Saw Bill Schneider making exactly the same 'argument' on CNN yesterday. A clear reminder that Analogy is the last word of science and the first of Faith.
The difference between 1988 and 2004 is a ~12%-15% change in the electorate. About 40% of the electorate was liberal-leaning enough in 1988 to convincedly vote Democratic then; Dukakis had to appeal to conservative leaners. That's why he had to be so utterly mushy and try the retro thing- to get aged conservative Roosevelt Democrats back. That got him an additional 6% for 46% but obviously fell short.
We've gained 3% nationally every 4 years since 1988. But our side's earlier generation of incumbents aged out and retired mostly in the middle '90s while Republicans unified the conservative opposition. In 2000 we had a 49/48 advantage (3% consistently stay AWOL from the core conflict) but the R's had the massive structural advantages in place to take advantage of any Gore or Democratic apparatus fumbling.
Now we have an electorate that is 51%-52% liberal or liberal-leaning and 46% conservative/conservative-leaning. Republicans have aging incumbents in the Senate and live by their advantages in House gerrymanderings- they are overrepresented in nearly every single state delegation south of the Potomac or west of the Alleghenies up to the Sierra Nevada/Cascades. (Texas was the last one they didn't have.)
Kerry has to run a competent and clear campaign and the Presidency is his.
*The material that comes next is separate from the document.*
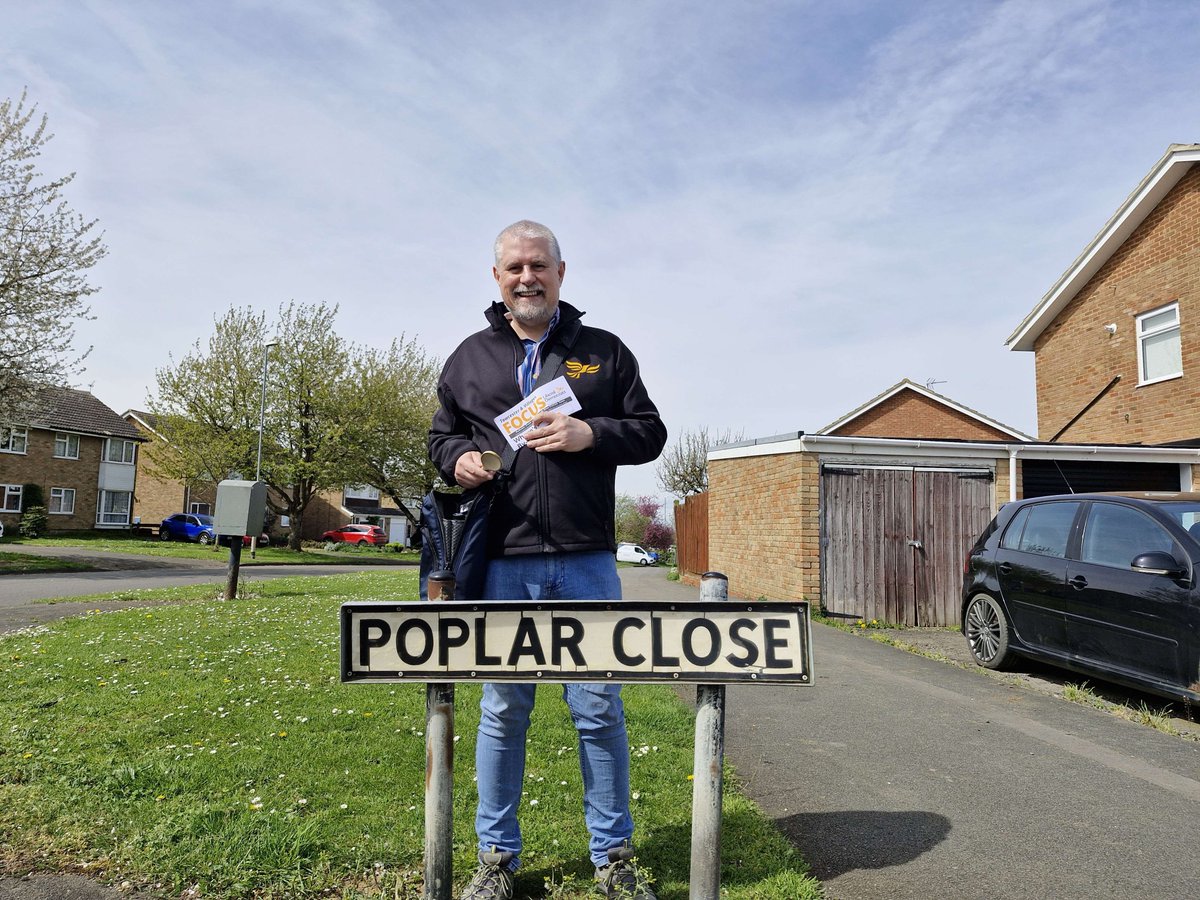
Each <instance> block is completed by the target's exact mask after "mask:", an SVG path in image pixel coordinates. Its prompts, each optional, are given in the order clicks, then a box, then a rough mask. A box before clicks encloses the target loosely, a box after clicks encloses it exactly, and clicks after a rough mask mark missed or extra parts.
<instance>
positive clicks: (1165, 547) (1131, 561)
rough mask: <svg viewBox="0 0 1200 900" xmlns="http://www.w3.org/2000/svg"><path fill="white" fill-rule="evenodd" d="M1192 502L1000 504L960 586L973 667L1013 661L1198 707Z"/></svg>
mask: <svg viewBox="0 0 1200 900" xmlns="http://www.w3.org/2000/svg"><path fill="white" fill-rule="evenodd" d="M1198 578H1200V493H1128V494H1108V493H1094V494H1062V496H1055V497H1038V498H1033V499H1028V500H1018V502H1015V503H1009V504H1007V505H1004V506H1003V508H1002V509H1001V511H1000V512H998V514H997V516H996V517H995V518H994V520H992V521H991V523H990V524H989V526H988V528H986V529H985V530H984V533H983V534H982V535H980V536H979V540H977V541H976V544H974V546H973V547H972V548H971V552H970V554H968V557H967V562H966V565H965V571H964V578H962V634H964V635H965V636H966V638H967V643H968V646H970V648H971V654H972V656H974V659H976V661H977V662H978V664H979V665H980V666H986V667H989V668H1004V667H1006V666H1008V665H1009V664H1010V662H1012V661H1013V658H1014V656H1016V655H1021V656H1030V658H1032V659H1038V660H1042V661H1044V662H1050V664H1054V665H1057V666H1063V667H1066V668H1070V670H1074V671H1076V672H1082V673H1086V674H1091V676H1097V677H1099V678H1104V679H1108V680H1112V682H1118V683H1122V684H1127V685H1132V686H1135V688H1139V689H1141V690H1145V691H1150V692H1152V694H1159V695H1163V696H1168V697H1176V698H1183V700H1190V701H1200V584H1198V581H1196V580H1198Z"/></svg>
Gore only undershot his real upper limit in the electorate by about half a million votes, Kerry has a far greater margin of error and the possibility of a decisive majority representing a mandate.
In Congress the Republicans really have only a few opening Old Democrat Senate seats to jump into and a couple they may just barely defend in Democratic states. In the House Democrats are on the verge of breaking out into marginal Republican seats. In both cases 2006 looks pretty good for recovering majorities in both chambers.